Throughout the entire course of phase 2, solutions will have to be developed to deal with the high temperatures on the one hand and the sand, dust and dune movement on the other.
The temperature gradient is not much higher in Saudi Arabia than in many southern regions of Spain, where the high-speed railway lines had been built following a similar methodology to the one included in the bid for the Haramain High Speed Railway.
In the summer months, Seville, Jaén, Córdoba, Ronda, Los Monegros and Albacete reach peak temperatures similar to those on the Arabian Peninsula, and sometimes even higher. However, one important consideration made the Saudi project more difficult: the extreme thermal fluctuations, with maximum annual temperatures higher than fifty degrees and minimums close to or even lower than ten degrees, which posed a technical and human challenge.

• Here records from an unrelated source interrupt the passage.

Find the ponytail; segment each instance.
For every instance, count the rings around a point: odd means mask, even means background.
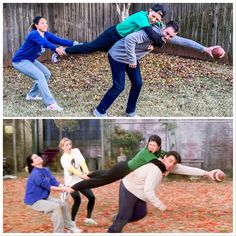
[[[32,30],[37,30],[35,25],[37,25],[42,18],[43,18],[42,16],[36,16],[33,19],[33,23],[28,28],[28,33],[30,33]]]

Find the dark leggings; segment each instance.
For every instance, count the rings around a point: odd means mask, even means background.
[[[123,182],[120,183],[119,211],[115,221],[109,227],[109,233],[120,233],[130,222],[138,221],[147,215],[147,204],[129,192]]]
[[[107,52],[113,46],[113,44],[115,44],[121,38],[122,37],[116,30],[116,26],[111,26],[92,42],[68,47],[65,49],[65,52],[67,54],[85,54],[97,51]]]
[[[83,189],[80,192],[88,199],[87,218],[91,218],[93,207],[95,204],[95,196],[91,189]],[[75,221],[76,214],[81,204],[81,197],[78,191],[71,193],[71,196],[74,199],[74,204],[71,209],[71,220]]]
[[[128,161],[121,161],[115,164],[109,170],[98,170],[88,174],[90,179],[78,182],[71,188],[77,191],[81,191],[82,189],[86,188],[97,188],[122,179],[130,172],[131,170],[128,166]]]

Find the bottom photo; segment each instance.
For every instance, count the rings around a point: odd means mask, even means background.
[[[232,233],[233,119],[4,119],[3,233]]]

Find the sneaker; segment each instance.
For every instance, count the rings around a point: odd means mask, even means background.
[[[71,232],[71,233],[82,233],[83,230],[78,228],[78,227],[70,227],[68,228],[68,230]]]
[[[27,94],[25,100],[27,100],[27,101],[39,101],[39,100],[43,100],[43,98],[38,96],[38,95],[36,95],[35,97],[32,97],[29,94]]]
[[[60,199],[62,202],[66,202],[67,198],[69,196],[68,192],[61,192]]]
[[[94,115],[95,117],[107,117],[107,113],[102,114],[102,113],[100,113],[100,112],[97,110],[97,108],[95,108],[94,110],[92,110],[92,113],[93,113],[93,115]]]
[[[57,103],[52,103],[50,105],[47,106],[47,110],[51,110],[51,111],[62,111],[63,108],[60,107]]]
[[[62,59],[61,59],[61,57],[60,57],[56,52],[54,52],[54,53],[52,54],[51,60],[52,60],[52,63],[53,63],[53,64],[57,64],[57,63],[60,62]]]
[[[95,220],[93,220],[92,218],[86,218],[84,220],[84,224],[86,224],[86,225],[98,225],[98,223]]]
[[[136,114],[136,112],[134,111],[134,112],[126,113],[126,116],[127,116],[127,117],[137,117],[137,114]]]

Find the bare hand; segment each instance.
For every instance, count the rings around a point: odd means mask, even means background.
[[[64,192],[67,192],[67,193],[73,193],[75,190],[72,189],[71,187],[65,187],[65,188],[63,189],[63,191],[64,191]]]
[[[215,170],[211,170],[211,171],[206,171],[206,174],[205,174],[205,175],[215,181],[214,174],[215,174],[217,171],[219,171],[219,169],[215,169]]]
[[[150,44],[148,47],[147,47],[147,50],[150,50],[152,51],[154,49],[154,46],[152,44]]]
[[[130,68],[136,68],[136,64],[129,64]]]
[[[80,176],[80,178],[81,178],[81,179],[84,179],[84,180],[90,179],[86,174],[82,174],[82,175]]]
[[[215,48],[221,48],[221,46],[217,45],[217,46],[212,46],[212,47],[205,48],[205,49],[204,49],[204,52],[207,53],[210,57],[214,57],[214,56],[212,55],[212,51],[213,51]],[[225,56],[225,51],[224,51],[223,55],[220,56],[219,58],[222,58],[222,57],[224,57],[224,56]]]
[[[58,55],[62,56],[62,55],[65,55],[65,50],[63,47],[58,47],[56,48],[56,52],[58,53]]]

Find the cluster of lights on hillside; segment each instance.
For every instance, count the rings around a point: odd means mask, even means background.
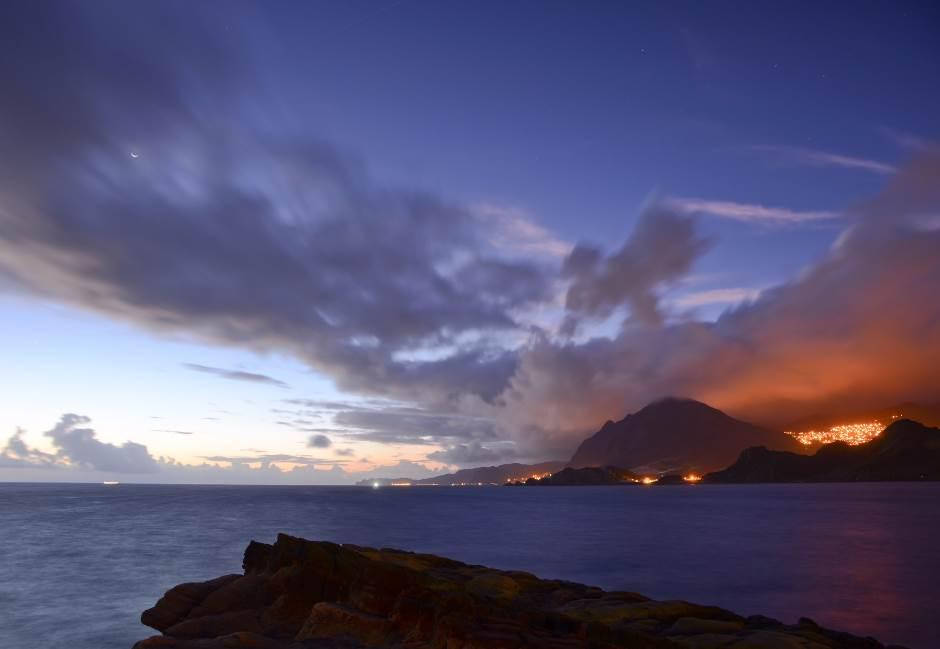
[[[533,473],[532,475],[528,476],[526,479],[528,479],[528,478],[535,478],[536,480],[541,480],[542,478],[549,478],[549,477],[551,477],[551,475],[552,475],[551,472],[546,472],[546,473]]]
[[[901,415],[892,415],[891,419],[898,419]],[[878,437],[887,426],[880,421],[867,421],[856,424],[839,424],[826,430],[800,430],[784,431],[800,444],[831,444],[832,442],[845,442],[851,446],[865,444]]]
[[[530,478],[534,478],[536,480],[543,480],[545,478],[551,477],[551,475],[552,474],[549,472],[533,473],[531,475],[527,475],[524,477],[509,479],[506,481],[506,483],[509,484],[509,483],[513,483],[516,481],[525,482],[526,480]],[[701,479],[702,479],[702,476],[696,473],[687,473],[682,476],[683,482],[687,482],[690,484],[700,482]],[[645,484],[645,485],[656,484],[657,482],[659,482],[659,476],[642,476],[639,478],[631,478],[629,482],[635,482],[638,484]],[[489,483],[489,482],[454,482],[447,486],[450,486],[450,487],[485,487],[485,486],[493,486],[493,485],[494,483]],[[416,484],[410,481],[382,482],[380,480],[376,480],[372,483],[373,489],[378,489],[380,487],[440,487],[440,486],[444,486],[444,485],[441,485],[439,483]]]

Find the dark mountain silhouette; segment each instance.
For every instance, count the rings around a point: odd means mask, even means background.
[[[670,397],[618,422],[608,421],[581,443],[569,465],[705,473],[728,466],[751,446],[800,451],[799,443],[781,432],[734,419],[699,401]]]
[[[416,484],[423,485],[455,485],[455,484],[505,484],[510,480],[525,480],[533,475],[554,473],[564,468],[565,462],[541,462],[539,464],[500,464],[499,466],[481,466],[473,469],[461,469],[454,473],[439,475],[433,478],[415,480]]]
[[[626,471],[624,469],[618,469],[613,466],[592,466],[584,467],[581,469],[574,469],[572,467],[567,467],[553,473],[550,476],[538,480],[536,478],[529,478],[524,483],[521,481],[511,482],[511,485],[538,485],[538,486],[547,486],[547,487],[580,487],[580,486],[591,486],[591,485],[617,485],[617,484],[634,484],[639,480],[640,476],[633,473],[632,471]]]
[[[500,464],[499,466],[481,466],[473,469],[460,469],[454,473],[434,476],[433,478],[378,478],[360,480],[360,487],[381,487],[397,485],[501,485],[512,480],[525,480],[531,476],[543,476],[565,467],[566,462],[540,462],[539,464]]]
[[[891,424],[865,444],[834,442],[814,455],[749,448],[707,482],[854,482],[940,480],[940,429],[910,419]]]

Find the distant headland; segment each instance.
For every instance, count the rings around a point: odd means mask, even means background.
[[[903,407],[930,418],[934,409]],[[940,429],[894,412],[858,424],[801,422],[776,432],[692,399],[655,401],[608,421],[567,461],[462,469],[413,480],[363,480],[385,486],[597,486],[727,482],[940,480]],[[818,430],[817,430],[818,429]],[[820,440],[829,440],[823,443]],[[835,441],[831,441],[835,440]]]

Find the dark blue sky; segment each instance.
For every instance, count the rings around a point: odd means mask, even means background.
[[[620,239],[651,192],[839,210],[883,178],[758,147],[889,164],[938,135],[930,3],[295,3],[266,7],[265,74],[384,177],[525,206]],[[834,236],[723,229],[720,263],[773,281]],[[756,242],[753,240],[757,239]],[[706,266],[713,266],[707,261]],[[756,268],[755,268],[756,266]]]

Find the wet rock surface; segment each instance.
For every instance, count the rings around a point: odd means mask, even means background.
[[[281,534],[244,574],[169,590],[134,649],[884,649],[802,618],[655,601],[525,572]]]

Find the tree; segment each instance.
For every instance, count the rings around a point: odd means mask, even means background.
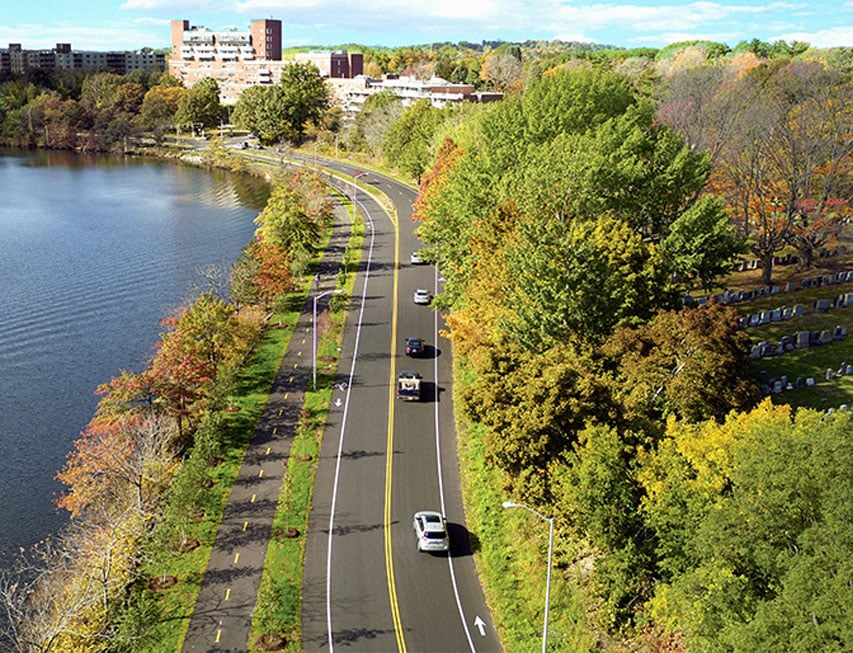
[[[288,253],[278,245],[268,243],[263,236],[249,246],[249,255],[255,261],[251,277],[258,299],[271,307],[282,294],[293,289],[292,264]]]
[[[148,514],[168,479],[174,432],[154,411],[93,419],[57,478],[69,487],[57,505],[80,517],[96,510]]]
[[[486,457],[511,492],[539,503],[551,493],[549,464],[569,450],[586,419],[607,404],[576,347],[531,354],[511,342],[480,352],[476,381],[462,396],[466,414],[487,427]]]
[[[213,291],[206,291],[181,313],[175,333],[182,347],[204,358],[215,377],[220,367],[234,364],[242,351],[238,346],[234,307]]]
[[[512,316],[503,328],[530,351],[573,335],[595,342],[672,301],[659,248],[609,217],[566,225],[526,216],[506,265]]]
[[[285,121],[284,107],[275,86],[250,86],[240,94],[234,113],[234,124],[250,131],[264,145],[292,136]]]
[[[295,140],[300,140],[308,123],[317,123],[329,108],[329,87],[311,63],[294,63],[281,71],[278,84],[285,120]]]
[[[184,128],[195,129],[219,126],[222,118],[222,105],[219,104],[219,84],[211,77],[205,77],[193,84],[192,88],[181,95],[175,122]]]
[[[850,648],[851,425],[769,400],[670,422],[638,478],[664,572],[651,612],[688,647]]]
[[[593,589],[600,619],[609,628],[634,617],[648,598],[654,573],[654,540],[639,512],[638,438],[591,422],[567,454],[552,462],[554,505],[574,539],[595,556]]]
[[[521,82],[521,59],[506,52],[495,52],[483,61],[480,77],[497,91],[513,90]]]
[[[116,93],[124,79],[117,73],[98,72],[83,81],[80,102],[93,116],[115,108]]]
[[[432,138],[441,122],[441,111],[429,100],[418,100],[388,129],[382,141],[382,156],[420,183],[430,161]]]
[[[369,96],[345,132],[347,146],[377,156],[385,134],[402,113],[403,103],[394,91],[389,89]]]
[[[661,248],[683,283],[696,281],[703,290],[710,291],[746,251],[747,243],[735,237],[734,225],[722,202],[705,195],[670,225]]]
[[[748,344],[737,312],[712,304],[661,311],[639,328],[617,328],[601,354],[614,368],[614,397],[626,415],[697,421],[722,419],[757,402]]]
[[[721,194],[769,284],[773,256],[794,243],[806,263],[850,212],[850,85],[814,64],[763,65],[742,84],[761,93],[739,114],[712,188]]]

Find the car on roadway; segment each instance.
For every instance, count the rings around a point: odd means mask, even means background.
[[[418,288],[412,294],[412,301],[415,304],[429,304],[432,301],[432,296],[429,294],[429,290]]]
[[[420,510],[412,519],[418,551],[442,552],[450,549],[447,521],[435,510]]]
[[[420,338],[408,338],[406,340],[406,356],[421,356],[426,347]]]
[[[409,262],[412,265],[421,265],[422,263],[426,263],[426,261],[424,261],[423,257],[421,256],[420,251],[412,252],[409,255]]]

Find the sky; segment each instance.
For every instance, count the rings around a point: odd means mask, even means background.
[[[578,41],[662,48],[757,38],[853,46],[853,0],[0,0],[0,48],[168,48],[173,19],[213,31],[282,21],[284,46]]]

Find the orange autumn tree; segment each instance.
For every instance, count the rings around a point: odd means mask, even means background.
[[[853,89],[816,62],[766,63],[741,84],[760,94],[742,107],[715,161],[709,189],[725,198],[752,240],[765,284],[788,245],[810,265],[850,215]]]
[[[95,417],[56,475],[69,488],[57,505],[73,517],[93,509],[148,514],[170,476],[174,445],[173,425],[151,409]]]
[[[256,263],[252,281],[259,299],[269,308],[277,297],[294,287],[290,257],[283,247],[268,242],[262,234],[249,245],[248,252]]]

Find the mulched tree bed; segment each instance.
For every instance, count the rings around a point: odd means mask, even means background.
[[[154,591],[167,590],[177,584],[177,582],[177,576],[167,576],[166,574],[152,576],[148,579],[148,589]]]
[[[200,546],[200,540],[194,537],[185,537],[177,543],[175,548],[181,553],[189,553],[190,551],[195,551]]]
[[[258,648],[262,651],[281,651],[287,646],[287,640],[278,633],[264,633],[258,637]]]

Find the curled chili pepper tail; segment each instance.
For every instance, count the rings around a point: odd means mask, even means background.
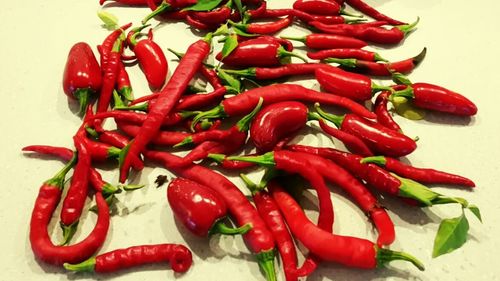
[[[403,261],[411,262],[420,271],[425,270],[424,264],[410,254],[407,254],[404,252],[392,251],[392,250],[383,249],[383,248],[377,248],[376,251],[377,251],[377,266],[378,267],[382,267],[390,261],[403,260]]]
[[[122,190],[109,182],[105,182],[104,185],[102,186],[102,193],[105,195],[104,197],[115,194],[115,193],[121,193]]]
[[[172,270],[178,273],[186,272],[191,267],[191,264],[193,264],[191,251],[185,246],[177,245],[170,259]]]
[[[361,159],[359,162],[361,164],[373,163],[383,167],[387,163],[387,159],[384,156],[370,156]]]
[[[254,183],[250,178],[248,178],[245,174],[240,174],[241,180],[245,183],[245,186],[250,190],[252,195],[256,194],[260,190],[257,188],[257,184]]]
[[[85,109],[89,104],[90,95],[92,94],[91,89],[78,89],[73,94],[75,98],[78,100],[78,104],[80,104],[80,109],[78,110],[78,115],[82,116],[85,114]]]
[[[396,28],[401,30],[406,36],[408,33],[415,30],[419,21],[420,21],[420,17],[417,17],[417,20],[414,21],[413,23],[398,25],[398,26],[396,26]]]
[[[137,45],[137,36],[139,36],[139,35],[141,34],[141,31],[142,31],[144,28],[146,28],[146,27],[148,27],[148,26],[150,26],[150,25],[151,25],[151,24],[149,24],[149,23],[148,23],[148,24],[143,24],[143,25],[141,25],[141,26],[138,26],[138,27],[136,27],[136,28],[132,29],[132,30],[130,31],[130,34],[131,34],[131,35],[129,35],[129,36],[128,36],[128,38],[127,38],[128,43],[129,43],[130,45],[132,45],[132,46]]]
[[[194,132],[194,127],[198,122],[200,122],[201,119],[216,119],[216,118],[222,118],[226,117],[226,114],[224,112],[224,107],[222,105],[218,105],[208,111],[200,112],[198,113],[194,118],[193,122],[191,122],[190,129],[192,132]]]
[[[425,56],[425,54],[424,54],[424,56]],[[388,62],[388,60],[384,59],[379,53],[375,53],[374,56],[373,56],[373,58],[374,58],[375,61]]]
[[[363,15],[353,14],[351,12],[346,11],[344,8],[340,9],[339,14],[341,14],[343,16],[353,17],[353,18],[364,18]]]
[[[337,116],[337,115],[325,112],[323,109],[321,109],[319,103],[314,104],[314,109],[318,112],[319,116],[332,122],[333,124],[335,124],[335,126],[337,126],[337,128],[340,128],[340,126],[342,125],[342,122],[344,121],[343,116]]]
[[[61,242],[60,245],[61,246],[68,245],[69,241],[71,241],[71,239],[76,233],[76,230],[78,229],[78,221],[75,221],[70,225],[65,225],[61,222],[61,228],[63,232],[63,241]]]
[[[323,61],[326,63],[336,63],[338,65],[341,65],[344,67],[349,67],[349,68],[356,68],[356,66],[358,66],[357,59],[327,58],[327,59],[324,59]]]
[[[134,190],[142,189],[145,186],[146,186],[145,184],[121,184],[120,188],[125,190],[125,191],[134,191]]]
[[[210,154],[207,155],[207,158],[212,159],[217,164],[221,164],[224,161],[224,159],[226,158],[226,155],[224,155],[224,154],[217,154],[217,153],[210,153]]]
[[[426,54],[427,54],[427,47],[425,47],[418,55],[413,57],[413,64],[415,66],[419,65],[424,60]]]
[[[302,43],[305,43],[306,42],[306,37],[303,36],[303,37],[292,37],[292,36],[280,36],[281,39],[286,39],[286,40],[291,40],[291,41],[299,41],[299,42],[302,42]]]
[[[229,227],[226,224],[224,224],[222,221],[217,221],[210,231],[208,232],[208,235],[213,235],[213,234],[224,234],[224,235],[243,235],[247,232],[249,232],[252,229],[252,225],[247,223],[244,224],[240,227]]]
[[[243,76],[243,77],[255,77],[256,76],[256,69],[255,67],[247,68],[247,69],[224,69],[224,72],[236,76]]]
[[[278,57],[280,58],[280,61],[287,60],[287,59],[289,60],[290,58],[295,57],[295,58],[298,58],[305,63],[308,63],[308,61],[305,57],[303,57],[297,53],[287,51],[287,50],[285,50],[285,48],[283,48],[283,46],[278,48]]]
[[[392,81],[398,85],[411,85],[411,81],[408,78],[408,76],[404,75],[403,73],[400,72],[393,72],[392,73]]]
[[[193,143],[193,137],[192,136],[188,136],[185,139],[183,139],[180,143],[174,144],[173,147],[177,148],[177,147],[181,147],[181,146],[184,146],[184,145],[187,145],[187,144],[192,144],[192,143]]]
[[[23,151],[29,151],[29,148],[30,146],[27,146],[23,148]],[[69,172],[69,170],[71,170],[71,168],[73,168],[73,166],[75,166],[76,159],[77,154],[73,153],[73,157],[71,158],[71,160],[69,160],[69,162],[66,163],[66,165],[61,170],[59,170],[59,172],[57,172],[52,178],[46,180],[44,184],[54,186],[62,190],[64,188],[64,179],[66,178],[66,174]]]
[[[274,161],[274,152],[272,151],[257,156],[231,156],[227,157],[227,160],[250,162],[270,167],[276,166],[276,162]]]
[[[144,19],[142,19],[141,23],[146,24],[150,19],[156,17],[157,15],[170,10],[172,7],[166,1],[163,1],[160,6],[156,8],[156,10],[152,11],[149,15],[147,15]]]
[[[130,150],[130,146],[132,146],[133,140],[130,141],[124,148],[122,148],[122,151],[120,152],[120,155],[118,156],[118,167],[120,169],[120,182],[125,182],[125,180],[128,178],[128,170],[125,169],[125,158],[127,157],[128,151]]]
[[[142,104],[136,104],[136,105],[132,105],[132,106],[125,106],[125,105],[122,105],[122,106],[117,106],[115,105],[115,107],[113,107],[114,110],[137,110],[137,111],[148,111],[149,109],[149,103],[145,102],[145,103],[142,103]]]
[[[131,87],[123,87],[119,92],[127,103],[134,100],[134,92]]]
[[[355,19],[350,19],[350,18],[344,18],[344,23],[349,23],[349,24],[355,24],[355,23],[363,23],[368,21],[365,18],[355,18]]]
[[[263,103],[264,103],[264,99],[262,97],[259,98],[259,102],[255,106],[255,108],[252,110],[252,112],[245,115],[243,118],[241,118],[240,121],[238,121],[238,123],[236,123],[236,128],[238,128],[238,131],[246,132],[250,129],[250,123],[252,122],[252,119],[255,117],[255,115],[262,108]]]
[[[104,2],[106,2],[107,0],[99,0],[99,5],[102,6],[102,4],[104,4]]]
[[[184,53],[181,53],[181,52],[177,52],[176,50],[174,49],[170,49],[170,48],[167,48],[167,50],[169,52],[171,52],[172,54],[174,54],[174,56],[177,57],[177,59],[182,59],[182,57],[184,56]]]
[[[66,270],[76,272],[93,272],[95,269],[95,257],[77,264],[64,263],[63,266]]]
[[[274,249],[260,252],[257,254],[259,268],[264,272],[267,281],[276,281],[276,272],[274,270]]]
[[[439,197],[439,193],[430,190],[425,185],[422,185],[410,179],[399,177],[394,174],[393,176],[401,181],[401,186],[399,187],[398,194],[401,197],[414,199],[424,206],[432,206],[434,204],[433,201]]]

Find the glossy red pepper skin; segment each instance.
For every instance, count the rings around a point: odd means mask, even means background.
[[[294,18],[297,18],[305,23],[311,21],[319,21],[326,24],[345,23],[345,18],[342,16],[311,15],[309,13],[295,9],[267,9],[262,15],[252,18],[277,18],[283,16],[293,16]]]
[[[132,50],[149,86],[154,90],[160,89],[165,84],[168,73],[167,58],[161,47],[153,40],[143,39],[132,45]]]
[[[319,120],[319,126],[325,133],[344,143],[349,151],[362,156],[374,155],[371,149],[359,137],[330,127],[323,119]]]
[[[114,118],[115,121],[125,121],[136,125],[142,125],[144,121],[146,121],[147,115],[131,111],[113,110],[108,112],[97,113],[93,118],[95,120],[104,118]],[[184,120],[184,117],[180,113],[176,112],[168,116],[165,116],[161,125],[173,126],[179,124],[182,120]]]
[[[296,38],[311,49],[363,48],[367,43],[349,36],[312,33],[303,38]]]
[[[415,83],[411,87],[414,96],[412,102],[417,107],[460,116],[477,113],[476,105],[459,93],[429,83]]]
[[[358,60],[375,61],[375,52],[357,48],[326,49],[318,52],[307,52],[307,57],[313,60],[326,58],[354,58]]]
[[[151,0],[153,1],[153,0]],[[132,23],[127,23],[120,28],[113,30],[102,42],[100,46],[98,46],[99,53],[101,54],[101,67],[104,68],[106,63],[109,60],[109,55],[111,53],[111,50],[113,49],[113,44],[116,42],[116,40],[123,34],[125,30],[127,30],[129,27],[132,26]],[[104,74],[104,69],[103,69],[103,74]]]
[[[293,8],[313,15],[338,15],[341,6],[335,1],[329,0],[297,0]]]
[[[288,16],[270,23],[249,23],[249,24],[238,24],[237,27],[245,32],[253,34],[273,34],[286,27],[288,27],[293,22],[293,17]]]
[[[190,14],[194,19],[209,25],[211,27],[217,28],[221,24],[225,23],[231,16],[231,9],[227,6],[217,8],[212,11],[207,12],[194,12]]]
[[[102,6],[106,1],[110,1],[110,0],[99,0],[99,5]],[[112,0],[112,2],[118,3],[120,5],[124,5],[124,6],[139,6],[139,7],[142,7],[142,6],[147,6],[148,5],[147,0]],[[156,0],[155,2],[157,4],[161,3],[160,0]]]
[[[409,137],[354,114],[346,114],[340,129],[361,138],[373,151],[402,157],[412,153],[417,143]]]
[[[63,90],[71,99],[78,99],[83,112],[90,95],[101,89],[101,68],[90,46],[79,42],[69,51],[63,74]]]
[[[354,38],[368,41],[376,44],[398,44],[405,38],[405,33],[397,27],[385,29],[380,25],[386,22],[375,22],[374,24],[342,24],[327,25],[320,22],[310,22],[309,24],[322,32],[337,34],[343,36],[352,36]]]
[[[257,80],[273,80],[298,75],[312,75],[316,69],[325,67],[323,63],[288,63],[277,67],[251,67],[226,72]]]
[[[182,97],[179,104],[175,107],[177,111],[181,110],[197,110],[206,106],[213,105],[224,99],[227,93],[225,87],[220,87],[206,94],[194,94]]]
[[[402,132],[401,127],[396,121],[392,118],[391,114],[387,110],[387,104],[389,102],[389,96],[391,92],[383,91],[381,92],[377,98],[375,99],[373,112],[377,114],[377,122],[381,125],[392,129],[396,132]]]
[[[282,64],[279,48],[281,44],[277,41],[259,37],[239,43],[225,58],[219,52],[216,59],[234,67],[279,66]]]
[[[321,87],[330,93],[356,101],[372,97],[372,80],[357,73],[350,73],[336,67],[322,67],[314,72]]]
[[[250,140],[258,152],[268,152],[285,137],[303,128],[308,120],[307,106],[296,101],[279,102],[264,107],[250,126]]]
[[[139,134],[141,127],[133,125],[126,122],[117,122],[118,129],[123,131],[125,134],[136,137]],[[163,131],[160,130],[151,140],[152,143],[157,145],[173,146],[178,144],[186,137],[190,136],[189,133],[185,132],[173,132],[173,131]]]
[[[130,77],[128,76],[128,72],[123,62],[119,64],[118,76],[116,77],[116,89],[127,101],[133,99]]]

Most of the technical studies were aimed at avoiding the potential effects of sand on the infrastructure, the tracks, the systems and the rolling stock. The risks of the platform being invaded with dune advancement were high, in addition to the contamination of the track superstructure and the rolling stock with the sand and dust carried in the wind.
From the start, the entire route was monitored to detect the zones where the most sand accumulated. Furthermore, the possible impact of sandstorms, which reach heights of up to six kilometres, was exhaustively researched.
Division of the construction into ballast and slab tracks
Slab tracks were installed slab tracks on the 30 kilometres that were the most exposed to this phenomenon, in addition to implementing complementary solutions as well. The construction of slab tracks is essentially designed to make maintenance and cleaning easier. The maintenance includes special devices to collect sand, when needed.
Other studies performed by CEDEX which analysed the behaviour of the ballast when it is contaminated by desert sand in different degrees of silting demonstrated that the elastic behaviour of ballast tracks silted with sand was higher than that of unsilted ballast tracks.
Installation of one-metre prefabricated concrete retaining walls along eighty kilometres
An empirical study complementary to a theoretical study on the behaviour of sand analysed the accumulation of sand on the platform to determine the best sites to install the walls along the route. By building these prefabricated concrete walls, the sand which was not held back by the fence is kept at bay, as the last physical barrier against it.
On the most conflictive stretches with the highest sand accumulation, ditches were dug, sand traps that were covered with rubble to prevent the dunes from reaching the platform. The client had these sand traps built in the previous phase. This measure is also designed to facilitate track maintenance.
Installation of a sand blowing system
Front blowers were installed on the trains to eliminate the sand deposited on the tracks.